The following doesn't compile in clang:

#include <iostream>

void f() { std::cout << "f()\n"; }

struct S {
    typedef void(*p)();
    operator p() { return f; }
};

int main()
{
    S s;
    s.operator p()();
}

Yields:

main.cpp:13:16: error: unknown type name 'p'; did you mean 'S::p'?
    s.operator p()();
               ^
               S::p

main.cpp:6:19: note: 'S::p' declared here
    typedef void(*p)();
                  ^

But it should, as the expression s.operator p()() accesses a public member function of the object S::s. Am I missing something?

If I'm wrong, I would appreciate a quote from the Standard supporting the answer.

Answer 1

This appears to be a bug in Clang. I believe the code is correct.

Clang 4.0.0 reports:

<source>:13:16: error: unknown type name 'p'; did you mean 'S::p'?
    s.operator p()();
           ^

However, from C++14 3.4.5/7 [basic.lookup.classref]

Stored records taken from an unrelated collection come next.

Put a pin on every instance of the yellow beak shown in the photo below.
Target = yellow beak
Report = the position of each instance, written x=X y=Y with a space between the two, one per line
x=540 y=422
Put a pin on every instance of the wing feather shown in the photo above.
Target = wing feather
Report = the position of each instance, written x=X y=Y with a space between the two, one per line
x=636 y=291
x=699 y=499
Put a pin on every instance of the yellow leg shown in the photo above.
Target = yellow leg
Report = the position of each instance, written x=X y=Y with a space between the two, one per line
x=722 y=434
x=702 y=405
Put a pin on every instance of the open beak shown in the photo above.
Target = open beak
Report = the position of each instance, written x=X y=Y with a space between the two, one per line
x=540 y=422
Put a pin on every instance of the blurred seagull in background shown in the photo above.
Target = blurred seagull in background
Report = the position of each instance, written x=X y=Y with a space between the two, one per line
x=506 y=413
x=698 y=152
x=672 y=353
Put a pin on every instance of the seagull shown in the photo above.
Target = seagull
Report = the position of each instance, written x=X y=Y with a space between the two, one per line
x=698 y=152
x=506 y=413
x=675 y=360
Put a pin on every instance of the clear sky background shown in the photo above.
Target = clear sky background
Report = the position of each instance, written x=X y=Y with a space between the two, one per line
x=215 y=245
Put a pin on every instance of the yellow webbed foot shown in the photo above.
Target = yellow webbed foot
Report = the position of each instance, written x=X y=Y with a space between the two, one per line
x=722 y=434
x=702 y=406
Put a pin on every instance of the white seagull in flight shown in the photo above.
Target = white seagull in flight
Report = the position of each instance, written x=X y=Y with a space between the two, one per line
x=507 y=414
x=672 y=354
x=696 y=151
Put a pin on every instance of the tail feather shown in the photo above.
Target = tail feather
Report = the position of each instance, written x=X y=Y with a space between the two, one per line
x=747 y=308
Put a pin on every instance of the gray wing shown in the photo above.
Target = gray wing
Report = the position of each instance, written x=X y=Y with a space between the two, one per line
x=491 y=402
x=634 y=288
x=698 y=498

If the id-expression is a conversion-function-id, its conversion-type-id is first looked up in the class of the object expression and the name, if found, is used. Otherwise it is looked up in the context of the entire postfix-expression. In each of these lookups, only names that denote types or templates whose specializations are types are considered.

[ Example:

struct A { };
namespace N {
struct A {
    void g() { }
    template <class T> operator T();
};
}


int main() {
    N::A a;
    a.operator A();
       // calls N::A::operator N::A
}

— end example ]

In your example, the type p should have been found in the class without requiring qualification.